The "architect" of the A4 and A5 chips is leaving Apple

  Jim Keller, the man who developed within Apple the A4/A5/A5X chips found in the iPad, iPhone 4, iPad 2, iPhone 4S and iPad 3, left company to join AMD. There he will work under the command of Mark Papermaster, a former Apple engineer who was fired by the company after the start of the Antennagate scandal, which focused on the problem of the iPhone 4 terminal losing signal if the lower left side is covered. For Apple, the loss could prove to be important in the future because in the iPhone 5 a chip developed by Keller will surely be implemented, but in the iPad 4 the development process continues.

Keller was most recently a director in the platform architecture group at Apple focusing on mobile products, where he architected several generations of mobile processors, including the chip families found in millions of Apple iPads, iPhones, iPods and Apple TVs. Prior to Apple, Keller was vice president of design for PA Semi, a fabless semiconductor design firm specializing in low-power mobile processors that was acquired by Apple in 2008. While there, he led the team responsible for building a powerful networking System on a Chip (SoC) and its integrated PowerPC processor. Keller previously worked at SiByte(R) and Broadcom as chief architect for a line of scalable, MIPS-based network processors that supported 1Gig networking interfaces, PCI and other control functions. Before Broadcom, he spent several years at AMD, playing an instrumental role on the design team responsible for the groundbreaking AMD Athlon(TM) 64 and AMD Opteron(TM) 64 processors, which featured the world's first native x86-64 bit architecture.

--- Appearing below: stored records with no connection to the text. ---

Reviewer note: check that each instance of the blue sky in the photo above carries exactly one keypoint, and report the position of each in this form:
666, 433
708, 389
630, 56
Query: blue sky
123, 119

  The chips of the A series developed by Apple enter in performance others in the same category and are extremely close in performance, in the real world, to the quads implemented in Android smartphones and tablets. Apple managed to develop very powerful hardware for its terminals, Keller was a key man in the company's gears, but now others will take his place and I hope they will do at least as good a job.